Author: Hugh Whitemore
Director: Philip Franks
Reviewer: Bill Avenell
Quite simply it was splendid from start to finish. Not a weak link anywhere, cast, direction, music, lights, the works, outstanding.
A drama about the 1956 ‘Suez Crisis’ is perhaps not for everyone at first sight and the journey to Chichester was undertaken with a certain amount of trepidation last night. No need to worry, Hugh Whitemore’s play based around the infamous decision of Anthony Eden’s government to invade Egypt and the machinations and repercussions behind that decision in both public and private life made for an absorbing tale which would appeal both to those with knowledge of the period or with total ignorance of it. A clever mix of high politics, private deception and a sprinkling of household names from Ian Fleming to John Prescott. A mixture too of humour and pathos and the feeling of sympathy with the characters at the same time as wanting to castigate them for having ‘made their own beds’.
The 10 strong cast was indeed strong. Likenesses (if old newsreel is anything to go by) but not impressions. Anthony Andrews captured Eden’s dilemma to perfection; Abigail Cruttenden the helplessness of his supportive wife; Martin Hutson displayed the idealism of Nutting; Imogen Stubbs portrayed a wonderfully energetic mistress and wife; Nicholas le Prevost played Gaitskell caught between two stools in more ways than one; David Yelland was the vacillating Selwyn Lloyd; Simon Dutton nailed the insouciance of Ian Fleming. And the so called supporters, James Simmons, Olivia Darnley and Daniel Easton portrayed their range of lesser rôles to perfection.

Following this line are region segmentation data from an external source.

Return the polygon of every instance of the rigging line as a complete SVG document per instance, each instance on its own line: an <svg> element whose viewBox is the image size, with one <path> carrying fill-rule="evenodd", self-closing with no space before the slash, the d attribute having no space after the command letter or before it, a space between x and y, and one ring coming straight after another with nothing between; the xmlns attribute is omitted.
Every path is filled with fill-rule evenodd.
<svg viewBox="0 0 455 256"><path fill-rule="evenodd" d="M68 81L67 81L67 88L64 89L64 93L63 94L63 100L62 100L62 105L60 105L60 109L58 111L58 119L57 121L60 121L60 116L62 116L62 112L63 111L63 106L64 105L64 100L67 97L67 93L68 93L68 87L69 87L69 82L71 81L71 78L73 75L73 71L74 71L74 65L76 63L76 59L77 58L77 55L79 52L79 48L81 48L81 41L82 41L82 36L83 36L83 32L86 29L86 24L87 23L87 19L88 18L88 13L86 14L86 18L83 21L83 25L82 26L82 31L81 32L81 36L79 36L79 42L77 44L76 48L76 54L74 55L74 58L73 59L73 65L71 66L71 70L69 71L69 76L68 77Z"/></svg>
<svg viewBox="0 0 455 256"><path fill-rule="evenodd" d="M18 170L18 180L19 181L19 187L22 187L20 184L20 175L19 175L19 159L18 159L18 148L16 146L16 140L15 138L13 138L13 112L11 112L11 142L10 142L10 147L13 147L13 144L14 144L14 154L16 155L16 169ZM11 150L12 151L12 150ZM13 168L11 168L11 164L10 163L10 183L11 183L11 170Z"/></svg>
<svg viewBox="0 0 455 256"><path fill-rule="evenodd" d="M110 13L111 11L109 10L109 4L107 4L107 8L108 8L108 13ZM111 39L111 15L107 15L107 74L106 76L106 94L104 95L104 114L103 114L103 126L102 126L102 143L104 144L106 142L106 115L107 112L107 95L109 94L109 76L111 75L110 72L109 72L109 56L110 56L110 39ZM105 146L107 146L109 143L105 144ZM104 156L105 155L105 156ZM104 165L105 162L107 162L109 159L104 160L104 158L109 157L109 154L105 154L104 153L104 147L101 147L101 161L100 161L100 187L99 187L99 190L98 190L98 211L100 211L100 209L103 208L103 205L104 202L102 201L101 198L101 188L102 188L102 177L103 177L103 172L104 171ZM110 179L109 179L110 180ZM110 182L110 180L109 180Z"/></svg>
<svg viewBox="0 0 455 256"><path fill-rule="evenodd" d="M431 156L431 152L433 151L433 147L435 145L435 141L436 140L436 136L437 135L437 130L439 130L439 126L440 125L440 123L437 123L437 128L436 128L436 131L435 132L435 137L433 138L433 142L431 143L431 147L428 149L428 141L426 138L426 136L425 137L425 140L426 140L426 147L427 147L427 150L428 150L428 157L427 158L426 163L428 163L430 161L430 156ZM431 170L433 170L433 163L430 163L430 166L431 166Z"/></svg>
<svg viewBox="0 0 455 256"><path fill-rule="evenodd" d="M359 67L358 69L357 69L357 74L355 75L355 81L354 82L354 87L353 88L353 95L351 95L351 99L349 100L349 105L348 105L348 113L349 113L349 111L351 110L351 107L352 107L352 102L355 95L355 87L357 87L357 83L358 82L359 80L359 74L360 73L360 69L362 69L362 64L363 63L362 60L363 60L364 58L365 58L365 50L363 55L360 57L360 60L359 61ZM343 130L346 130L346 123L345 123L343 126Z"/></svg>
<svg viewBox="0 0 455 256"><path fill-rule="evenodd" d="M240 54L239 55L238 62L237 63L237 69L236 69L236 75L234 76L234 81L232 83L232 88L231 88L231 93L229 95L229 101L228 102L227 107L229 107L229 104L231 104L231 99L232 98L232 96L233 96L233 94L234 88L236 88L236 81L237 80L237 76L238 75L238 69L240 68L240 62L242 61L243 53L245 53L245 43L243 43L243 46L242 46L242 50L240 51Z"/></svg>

Philip Franks direction kept the play moving seamlessly through the fascinating series of encounters with inspired use of the large stage and technical wizardry at his disposal to create ins and outs and roundabouts. This was all helped by atmospheric lighting from James Whiteside, a musical(Matthew Scott) and choreographic(Mark Smith) time line to help set the scene, video backdrops(Ian William Galloway and Dick Straker) which for once were complementary to both the performances and to the imaginative set(Simon Higlet) which was based around Goldeneye but encompassed Whitehall, Chequers and No 10 all at the same time.
It really is worth seeing and I certainly could not fault it. Neither my companion or I have enjoyed an evening at the theatre so much for a long time and I suspect from the lively hubbub on the way out that the same was true for many of the audience.